看着香爐裡的那那炷香互相盤繞在這祠堂裡集結騰空,似乎並不留戀這陰森的老宅,查文斌心裡念道:莫不是這周子淵根本就沒吃過這裡的香火?
正想着呢,突然這天空裡就乍亮了一下,擡頭一瞧,透着濃濃的雲層,上方有一閃電劃過。果然,緊接着就是一記悶雷,就好似有人拿着鑼鼓在他耳邊狠狠地敲擊了一下,不由得查文斌往後邊退了一步。
前面說過,查文斌的眼睛要比我們一般人好使的多,他走夜路幾乎從不需要用燈,這是從小的鍛鍊。可是今晚,他只覺得四周都是黑的,唯有眼前的那口棺材反倒顯得明亮起來。
“轟隆”,又是一記響雷,比先前要更響了,這屋子裡就像是有人投放了個照明彈,“啪”得一下,也不知道怎的,一道閃電竟然穿過了雲層直直的砸了下來……
這祠堂的中部有一棵松柏頗有些年頭,只聽見一陣“滋啦啦”的聲響,那記閃電劈中了它,查文斌扭頭一看,好傢伙,頓時那火苗“噌噌”得就往上冒,中間往上的部分都給削了去,這要劈着自己還能有人?
要是咱普通人在這麼個環境裡遇到這樣的事,要麼當即拔腿就跑,要麼則是腿軟倒地,可是他查文斌倒不會,爲啥?自古還沒聽說過哪個道士是被雷劈死的,因爲這招引雷的把戲,他查文斌也會啊!
不過這後面火花燒着倒是讓這祠堂裡頓時明亮了一些,透着那層薄薄的霧氣,查文斌隱約看到了有些不對勁的地方,這口大棺材附近還有一口同樣體積的棺木,但是這前面的靈牌卻有些古怪。
怎麼個古怪法?查文斌起先還以爲這是周子淵夫人或者是其它親屬的棺木,也就沒有多去在意,可是接着剛纔的火光他卻看見這口棺材前方的靈牌上寫着的並非是常見的人名尊稱,而是八個大字:“雙棺一日,文武雙全!”
查文斌只在心裡跟着默讀了一遍,頓時覺得自己脊樑骨有些冷,感情這周子淵是打算把他留在這兒了!
查文斌,這查字在古時候還有個木字旁,是寫“楂”得,文武雙全不就是個“斌”字,難不成這周子淵算準了一千年後會有人來找他的麻煩?那他可就是真神了!
“裝神弄鬼?”查文斌對着那個靈牌冷笑了一聲道:“那我且來試試了!”
七星劍,劍長三尺,刃口看似鈍卻寒光奕奕,它是查文斌的隨身配物,在這個年代,真的很少能看見隨身帶劍的人。
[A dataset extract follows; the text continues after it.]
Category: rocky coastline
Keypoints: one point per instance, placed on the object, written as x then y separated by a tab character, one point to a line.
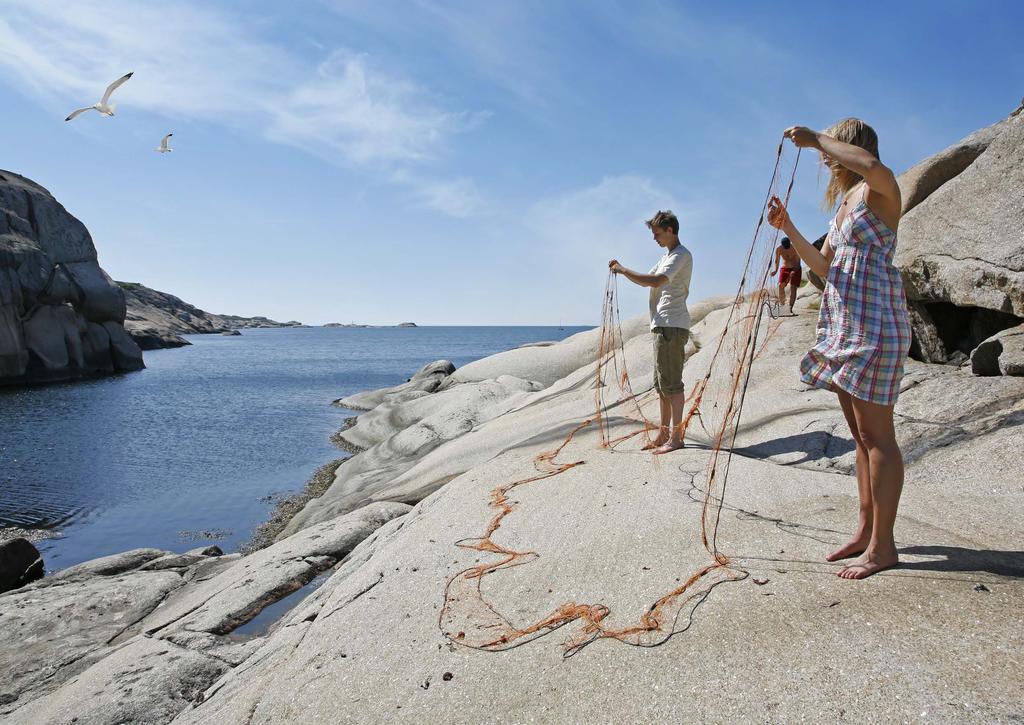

這是師祖凌正陽傳下來的,有說是他尋得天外隕石打造的,也有說是他從哪座道觀裡偷來的,一代又一代的天正掌教都會接過這把劍並將它視爲生命,自從它在凌正陽手裡的那一刻它就是這般的,到了查文斌的手上它依舊還是這般,似乎時間從來沒有在這把劍上留下過痕跡。
這棺材是爲自己準備的?
“對不起,我不要!”
一張巴掌大的符紙貼着劍身從地面劃過,火星四濺,一團火球跟着燃起。看似無鋒的劍刃竟然像切豆腐一般輕鬆直入棺材的頭部,只稍稍用力便瞬間沒入了半個劍身。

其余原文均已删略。